Philosophy of Hypertext, by Ted Nelson: page 51
Part 3.
Why Hypertext and Why MeIn the fall of 1960 I had a vast, unified vision of a hypertext future. Hypertext hit me as an idea simple and explosive, with ramifications in every direction, and it led me to a revolutionary intellectual agenda.
In its sweep and emotional power this vision resembled the rowboat experience of 1943 and the Schematics paper of 1958. It was similarly huge in scope, similarly sweeping in apparent unity, and similarly impossible to express. I told this vision to a few people, but most could not understand what I was talking about.
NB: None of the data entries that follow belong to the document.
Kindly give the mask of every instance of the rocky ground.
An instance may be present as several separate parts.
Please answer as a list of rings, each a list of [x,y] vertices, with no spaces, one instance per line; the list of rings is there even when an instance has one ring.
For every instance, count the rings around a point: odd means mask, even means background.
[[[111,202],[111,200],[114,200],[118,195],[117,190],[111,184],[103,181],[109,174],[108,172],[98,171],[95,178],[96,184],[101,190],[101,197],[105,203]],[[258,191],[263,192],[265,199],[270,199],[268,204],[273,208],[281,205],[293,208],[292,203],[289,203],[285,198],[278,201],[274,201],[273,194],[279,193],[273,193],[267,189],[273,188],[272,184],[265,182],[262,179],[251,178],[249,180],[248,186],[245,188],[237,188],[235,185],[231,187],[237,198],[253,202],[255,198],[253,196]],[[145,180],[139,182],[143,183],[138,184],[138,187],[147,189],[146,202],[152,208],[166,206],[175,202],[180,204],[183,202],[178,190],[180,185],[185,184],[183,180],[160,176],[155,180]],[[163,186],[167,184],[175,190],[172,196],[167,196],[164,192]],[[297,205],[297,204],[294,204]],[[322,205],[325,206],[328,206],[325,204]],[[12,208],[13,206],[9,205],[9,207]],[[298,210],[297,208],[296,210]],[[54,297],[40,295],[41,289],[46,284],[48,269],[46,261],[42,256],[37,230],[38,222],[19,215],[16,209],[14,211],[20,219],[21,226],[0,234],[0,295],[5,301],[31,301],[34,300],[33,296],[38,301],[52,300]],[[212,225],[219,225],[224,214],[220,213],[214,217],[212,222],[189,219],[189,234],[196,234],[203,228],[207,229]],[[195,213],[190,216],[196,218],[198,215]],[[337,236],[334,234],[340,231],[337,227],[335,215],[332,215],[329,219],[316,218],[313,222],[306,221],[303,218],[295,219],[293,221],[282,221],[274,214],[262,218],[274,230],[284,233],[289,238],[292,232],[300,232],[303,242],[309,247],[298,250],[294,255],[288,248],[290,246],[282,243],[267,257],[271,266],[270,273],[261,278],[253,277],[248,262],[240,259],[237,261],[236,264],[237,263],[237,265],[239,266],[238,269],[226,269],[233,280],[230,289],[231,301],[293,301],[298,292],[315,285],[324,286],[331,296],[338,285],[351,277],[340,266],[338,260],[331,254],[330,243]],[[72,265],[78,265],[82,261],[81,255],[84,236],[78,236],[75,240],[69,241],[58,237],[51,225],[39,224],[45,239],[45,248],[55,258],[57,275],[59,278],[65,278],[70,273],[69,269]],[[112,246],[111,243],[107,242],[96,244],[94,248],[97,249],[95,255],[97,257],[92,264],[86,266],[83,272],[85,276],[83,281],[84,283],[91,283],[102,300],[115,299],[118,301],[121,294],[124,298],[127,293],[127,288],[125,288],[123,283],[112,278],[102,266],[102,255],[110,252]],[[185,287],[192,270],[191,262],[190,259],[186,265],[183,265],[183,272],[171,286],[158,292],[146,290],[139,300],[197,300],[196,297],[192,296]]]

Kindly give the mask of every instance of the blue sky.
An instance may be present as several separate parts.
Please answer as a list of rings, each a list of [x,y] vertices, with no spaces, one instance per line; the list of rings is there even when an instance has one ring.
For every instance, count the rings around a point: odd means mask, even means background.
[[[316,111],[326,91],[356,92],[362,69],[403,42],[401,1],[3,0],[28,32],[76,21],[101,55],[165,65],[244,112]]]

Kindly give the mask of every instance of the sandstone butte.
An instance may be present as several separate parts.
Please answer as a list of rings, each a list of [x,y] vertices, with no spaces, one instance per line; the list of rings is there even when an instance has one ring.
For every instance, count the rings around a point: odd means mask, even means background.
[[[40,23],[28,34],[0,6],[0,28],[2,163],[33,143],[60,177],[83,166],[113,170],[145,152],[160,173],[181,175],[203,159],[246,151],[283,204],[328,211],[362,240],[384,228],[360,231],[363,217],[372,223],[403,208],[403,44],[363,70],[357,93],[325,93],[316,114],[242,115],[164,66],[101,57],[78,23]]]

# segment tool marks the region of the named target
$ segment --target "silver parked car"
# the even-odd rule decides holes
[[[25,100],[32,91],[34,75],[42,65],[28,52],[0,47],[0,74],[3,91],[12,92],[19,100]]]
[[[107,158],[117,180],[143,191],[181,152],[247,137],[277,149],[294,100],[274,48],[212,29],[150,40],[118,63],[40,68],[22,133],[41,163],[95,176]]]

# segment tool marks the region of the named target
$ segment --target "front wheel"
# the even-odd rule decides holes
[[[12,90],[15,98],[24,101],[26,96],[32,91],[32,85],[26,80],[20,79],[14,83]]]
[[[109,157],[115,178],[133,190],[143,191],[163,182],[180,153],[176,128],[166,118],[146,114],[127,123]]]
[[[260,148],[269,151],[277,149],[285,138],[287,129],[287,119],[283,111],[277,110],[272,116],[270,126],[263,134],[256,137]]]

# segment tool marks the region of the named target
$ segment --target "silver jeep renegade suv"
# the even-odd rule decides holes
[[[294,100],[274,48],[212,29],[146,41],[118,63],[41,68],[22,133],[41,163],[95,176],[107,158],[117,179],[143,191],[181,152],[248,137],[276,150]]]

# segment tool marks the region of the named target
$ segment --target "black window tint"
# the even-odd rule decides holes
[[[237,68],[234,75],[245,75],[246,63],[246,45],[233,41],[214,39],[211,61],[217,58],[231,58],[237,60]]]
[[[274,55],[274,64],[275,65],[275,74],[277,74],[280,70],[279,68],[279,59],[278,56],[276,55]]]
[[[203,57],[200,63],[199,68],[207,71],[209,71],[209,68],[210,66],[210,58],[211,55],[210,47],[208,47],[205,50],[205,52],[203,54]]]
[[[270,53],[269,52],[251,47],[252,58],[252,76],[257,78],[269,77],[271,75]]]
Call it brashness, call it extreme egotism, but I have always been willing and determined to proceed with my own designs based on my own understandings, which have always been very different from those of other people.
The 1960 Epiphany
In 1960, in my second year of graduate school (studying sociology), I had a chance to take a course called “Computers for the Social Sciences. ” It was a good course, which I found thrilling, and as soon as I found out what computers really were- All-Purpose Machines, as von Neumann had called them (but the press did not catch onto that term), I desperately wanted one (although no individual in the world owned a computer at that time).
The explosive moment came when I saw that you could hook graphical displays to computers. At once- over a few weeks- I saw that this would be the future of humanity: working at screens, able to read and write and publish from ever expanding new electronic repositories.